The activity of lysozyme deposited on various conventional and SH CLs as a function of time was investigated by L.N. Subbaraman et al using an in vitro model. Five SH and 4 conventional hydrogel lenses were examined over time periods ranging from 1day to 28 days. Total lysozyme and active lysozyme recovered from each of these lens materials were determined and the levels of denaturation found were highly variable between materials. The rate of reduction in the activity of lysozyme deposited also varied between the lenses examined.
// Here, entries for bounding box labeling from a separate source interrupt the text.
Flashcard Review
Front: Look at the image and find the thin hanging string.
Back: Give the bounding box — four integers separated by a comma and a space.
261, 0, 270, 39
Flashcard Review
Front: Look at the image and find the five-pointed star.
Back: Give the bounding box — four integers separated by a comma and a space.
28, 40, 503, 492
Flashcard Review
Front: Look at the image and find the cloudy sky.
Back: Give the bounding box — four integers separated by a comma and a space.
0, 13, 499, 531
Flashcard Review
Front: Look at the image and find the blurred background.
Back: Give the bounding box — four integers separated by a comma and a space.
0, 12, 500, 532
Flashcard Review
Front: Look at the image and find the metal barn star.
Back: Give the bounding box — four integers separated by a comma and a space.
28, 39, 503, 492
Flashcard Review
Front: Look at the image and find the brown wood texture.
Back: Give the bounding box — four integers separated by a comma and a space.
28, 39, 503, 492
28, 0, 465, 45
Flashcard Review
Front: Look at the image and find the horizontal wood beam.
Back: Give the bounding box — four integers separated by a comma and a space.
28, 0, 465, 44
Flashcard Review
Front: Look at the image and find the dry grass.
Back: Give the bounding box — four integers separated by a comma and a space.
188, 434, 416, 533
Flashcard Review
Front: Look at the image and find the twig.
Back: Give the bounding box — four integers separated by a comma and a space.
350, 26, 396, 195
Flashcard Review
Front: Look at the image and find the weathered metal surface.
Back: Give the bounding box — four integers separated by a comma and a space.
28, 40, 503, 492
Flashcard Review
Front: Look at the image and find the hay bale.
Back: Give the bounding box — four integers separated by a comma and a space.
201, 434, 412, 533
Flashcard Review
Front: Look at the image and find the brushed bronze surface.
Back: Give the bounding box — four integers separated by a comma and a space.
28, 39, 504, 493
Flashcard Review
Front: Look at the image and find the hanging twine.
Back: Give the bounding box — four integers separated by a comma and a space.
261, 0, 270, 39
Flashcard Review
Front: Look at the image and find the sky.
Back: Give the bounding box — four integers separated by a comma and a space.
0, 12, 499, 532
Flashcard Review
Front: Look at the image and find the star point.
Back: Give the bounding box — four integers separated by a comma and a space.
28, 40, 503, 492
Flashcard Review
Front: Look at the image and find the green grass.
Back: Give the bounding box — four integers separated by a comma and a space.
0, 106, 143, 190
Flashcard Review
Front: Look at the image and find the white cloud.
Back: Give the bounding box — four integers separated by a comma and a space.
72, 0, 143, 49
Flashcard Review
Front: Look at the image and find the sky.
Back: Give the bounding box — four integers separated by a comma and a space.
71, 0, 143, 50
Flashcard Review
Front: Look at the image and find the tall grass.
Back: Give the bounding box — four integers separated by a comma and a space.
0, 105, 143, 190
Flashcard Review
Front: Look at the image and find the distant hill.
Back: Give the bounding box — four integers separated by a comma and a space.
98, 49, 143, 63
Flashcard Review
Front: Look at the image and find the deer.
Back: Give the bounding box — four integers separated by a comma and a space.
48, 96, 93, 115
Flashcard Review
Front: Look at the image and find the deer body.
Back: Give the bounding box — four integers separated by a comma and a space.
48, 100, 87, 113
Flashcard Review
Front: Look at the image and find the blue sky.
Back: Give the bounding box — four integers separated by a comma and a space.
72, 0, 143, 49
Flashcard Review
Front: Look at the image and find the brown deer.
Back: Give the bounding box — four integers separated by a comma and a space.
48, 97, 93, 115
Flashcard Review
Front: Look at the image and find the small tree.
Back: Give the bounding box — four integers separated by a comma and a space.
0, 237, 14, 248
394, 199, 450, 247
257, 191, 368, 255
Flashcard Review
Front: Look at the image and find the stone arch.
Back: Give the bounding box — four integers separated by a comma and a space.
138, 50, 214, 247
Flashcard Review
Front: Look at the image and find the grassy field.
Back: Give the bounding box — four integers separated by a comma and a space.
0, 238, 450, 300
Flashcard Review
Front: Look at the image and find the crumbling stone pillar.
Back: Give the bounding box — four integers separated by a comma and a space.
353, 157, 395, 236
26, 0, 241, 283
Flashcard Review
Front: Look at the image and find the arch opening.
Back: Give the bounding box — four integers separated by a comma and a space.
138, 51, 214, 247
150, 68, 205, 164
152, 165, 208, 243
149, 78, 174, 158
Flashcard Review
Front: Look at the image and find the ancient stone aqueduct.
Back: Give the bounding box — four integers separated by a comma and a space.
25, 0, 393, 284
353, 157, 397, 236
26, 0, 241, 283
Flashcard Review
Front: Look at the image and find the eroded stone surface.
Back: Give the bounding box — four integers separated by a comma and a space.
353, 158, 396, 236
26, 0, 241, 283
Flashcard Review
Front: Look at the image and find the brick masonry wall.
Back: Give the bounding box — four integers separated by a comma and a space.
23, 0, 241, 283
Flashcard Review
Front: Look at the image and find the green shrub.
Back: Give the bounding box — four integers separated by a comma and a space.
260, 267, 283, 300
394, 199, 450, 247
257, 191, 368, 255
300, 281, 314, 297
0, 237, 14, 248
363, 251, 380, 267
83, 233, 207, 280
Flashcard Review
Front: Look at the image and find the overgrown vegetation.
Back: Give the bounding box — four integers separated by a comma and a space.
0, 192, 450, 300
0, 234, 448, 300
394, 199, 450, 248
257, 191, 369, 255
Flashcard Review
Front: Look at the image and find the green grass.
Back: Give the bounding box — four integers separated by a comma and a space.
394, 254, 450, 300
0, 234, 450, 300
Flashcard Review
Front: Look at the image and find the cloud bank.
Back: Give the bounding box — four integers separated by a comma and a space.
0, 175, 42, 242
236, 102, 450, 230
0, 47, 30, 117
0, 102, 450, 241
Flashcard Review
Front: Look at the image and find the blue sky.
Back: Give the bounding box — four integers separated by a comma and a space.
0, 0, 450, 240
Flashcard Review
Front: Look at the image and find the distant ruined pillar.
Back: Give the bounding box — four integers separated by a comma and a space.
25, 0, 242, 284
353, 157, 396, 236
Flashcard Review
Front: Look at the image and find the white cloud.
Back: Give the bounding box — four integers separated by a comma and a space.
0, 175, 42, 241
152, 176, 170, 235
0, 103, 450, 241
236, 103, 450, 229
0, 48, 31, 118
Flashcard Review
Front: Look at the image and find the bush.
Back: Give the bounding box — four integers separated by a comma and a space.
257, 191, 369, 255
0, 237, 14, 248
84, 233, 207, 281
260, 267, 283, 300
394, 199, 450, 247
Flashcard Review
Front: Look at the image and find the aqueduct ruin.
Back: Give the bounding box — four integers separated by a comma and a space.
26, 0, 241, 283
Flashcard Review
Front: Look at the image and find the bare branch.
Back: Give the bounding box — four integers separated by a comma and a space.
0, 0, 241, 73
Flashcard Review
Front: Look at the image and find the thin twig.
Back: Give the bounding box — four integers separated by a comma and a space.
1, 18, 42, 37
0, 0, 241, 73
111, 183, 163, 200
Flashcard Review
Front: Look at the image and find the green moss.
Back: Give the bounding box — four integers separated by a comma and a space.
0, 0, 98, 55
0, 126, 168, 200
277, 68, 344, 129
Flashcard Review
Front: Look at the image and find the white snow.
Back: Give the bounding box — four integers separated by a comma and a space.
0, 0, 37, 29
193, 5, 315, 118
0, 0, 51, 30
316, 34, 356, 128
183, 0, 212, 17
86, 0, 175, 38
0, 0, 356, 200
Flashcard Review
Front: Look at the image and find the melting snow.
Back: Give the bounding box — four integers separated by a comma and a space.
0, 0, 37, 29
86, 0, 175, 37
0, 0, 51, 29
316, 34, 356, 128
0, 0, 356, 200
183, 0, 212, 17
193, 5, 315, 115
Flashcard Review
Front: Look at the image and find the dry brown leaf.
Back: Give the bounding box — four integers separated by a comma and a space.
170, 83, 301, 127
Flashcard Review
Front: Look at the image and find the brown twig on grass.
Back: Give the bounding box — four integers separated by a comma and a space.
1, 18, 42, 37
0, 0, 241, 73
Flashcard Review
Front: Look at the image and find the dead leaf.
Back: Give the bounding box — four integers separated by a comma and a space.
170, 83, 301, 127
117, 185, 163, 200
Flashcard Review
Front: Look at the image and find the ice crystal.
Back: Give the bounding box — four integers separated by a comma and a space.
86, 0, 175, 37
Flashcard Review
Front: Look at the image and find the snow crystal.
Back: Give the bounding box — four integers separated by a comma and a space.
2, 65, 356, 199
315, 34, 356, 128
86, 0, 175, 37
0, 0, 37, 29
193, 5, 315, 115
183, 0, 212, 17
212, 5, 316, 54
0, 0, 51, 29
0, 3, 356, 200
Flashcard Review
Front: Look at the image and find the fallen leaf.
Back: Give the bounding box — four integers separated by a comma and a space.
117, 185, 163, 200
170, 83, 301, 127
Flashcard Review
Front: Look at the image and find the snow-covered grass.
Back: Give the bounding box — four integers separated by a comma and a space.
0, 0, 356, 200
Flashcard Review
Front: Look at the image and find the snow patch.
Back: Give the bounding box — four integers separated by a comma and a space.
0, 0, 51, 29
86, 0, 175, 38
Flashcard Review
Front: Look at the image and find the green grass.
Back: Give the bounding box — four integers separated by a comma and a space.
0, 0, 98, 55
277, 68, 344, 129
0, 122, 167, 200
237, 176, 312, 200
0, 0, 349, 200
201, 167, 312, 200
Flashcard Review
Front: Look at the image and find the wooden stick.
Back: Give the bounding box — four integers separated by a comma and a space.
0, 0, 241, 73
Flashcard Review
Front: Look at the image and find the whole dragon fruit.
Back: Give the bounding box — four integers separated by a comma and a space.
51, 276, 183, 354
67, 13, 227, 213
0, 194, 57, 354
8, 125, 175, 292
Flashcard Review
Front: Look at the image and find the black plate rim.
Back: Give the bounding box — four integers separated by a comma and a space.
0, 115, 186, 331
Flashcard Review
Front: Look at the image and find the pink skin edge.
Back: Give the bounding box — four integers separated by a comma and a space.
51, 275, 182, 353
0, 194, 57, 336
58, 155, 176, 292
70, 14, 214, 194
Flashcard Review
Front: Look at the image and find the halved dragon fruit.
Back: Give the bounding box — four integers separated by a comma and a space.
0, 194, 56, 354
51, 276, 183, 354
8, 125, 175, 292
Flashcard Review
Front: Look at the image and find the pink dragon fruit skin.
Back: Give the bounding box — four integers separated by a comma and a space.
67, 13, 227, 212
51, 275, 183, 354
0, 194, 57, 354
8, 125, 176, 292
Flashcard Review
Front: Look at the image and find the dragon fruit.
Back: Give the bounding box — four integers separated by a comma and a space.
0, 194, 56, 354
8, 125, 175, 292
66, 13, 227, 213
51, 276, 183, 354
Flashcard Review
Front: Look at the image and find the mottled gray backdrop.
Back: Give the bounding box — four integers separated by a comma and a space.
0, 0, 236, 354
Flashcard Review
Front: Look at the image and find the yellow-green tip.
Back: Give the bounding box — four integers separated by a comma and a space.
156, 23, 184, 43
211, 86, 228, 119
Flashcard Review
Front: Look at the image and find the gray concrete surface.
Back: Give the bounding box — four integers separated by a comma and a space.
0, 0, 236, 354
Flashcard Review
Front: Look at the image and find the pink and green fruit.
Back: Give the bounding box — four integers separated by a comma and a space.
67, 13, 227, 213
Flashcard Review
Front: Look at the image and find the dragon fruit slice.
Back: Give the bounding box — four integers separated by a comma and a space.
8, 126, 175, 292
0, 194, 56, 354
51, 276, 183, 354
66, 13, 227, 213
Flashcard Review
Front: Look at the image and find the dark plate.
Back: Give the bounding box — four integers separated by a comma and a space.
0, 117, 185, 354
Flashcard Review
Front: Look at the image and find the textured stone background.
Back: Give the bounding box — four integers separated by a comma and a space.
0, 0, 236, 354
R.L. Chalmers et al set out to determine the dryness symptoms that could be attributed to contact lens wear, via a comparison of symptoms from age-matched CL wearers and non-wearers. A historical, cross-sectional dataset of dry eye and CL dry eye questionnaires was used from an age matched subset of 259 CL lens wearers and 246 non-CL wearers. Prevalence of high frequency dryness ("frequent" or "constant") was compared between CL wearers and non-wearers. Longitudinal change in dryness frequency from 4 prospective studies (n=1,036) that involved refitting daily wear hydrogel lens wearers with SH lenses for daily or continuous wearing schedules was compared to the difference in symptoms between lens wearers and non-wearers.

After refitting daily wear hydrogel lens wearers with SH lenses, subjects reported approximately half the frequency of dryness during the day and end of day; an amount similar to the frequency of dryness symptoms of non-wearers.

A poster from W Nash et al also in the contact lens session investigated the major factors that determine protein and lipid deposition on 4 major silicone hydrogel lenses. The authors found that protein deposition was driven by both patient and lens related factors, but lipid contamination was shown to be due mainly to the lens material and tear/surface interfaces.

K.Nichols et al from Ohio State University, Columbus used mass-spectrometry and in vivo techniques to evaluate the changes in tear film caused by lipid deposition on hydrogel and SH lenses. Their results showed that SH lenses are likely to deposit more fatty acid amides, (primarily oleamide) than traditional hydrogel lenses, in-vivo and in-vitro. The authors conclude by recommending that the impact of this deposition on tear stability and lens wettability will need further exploration.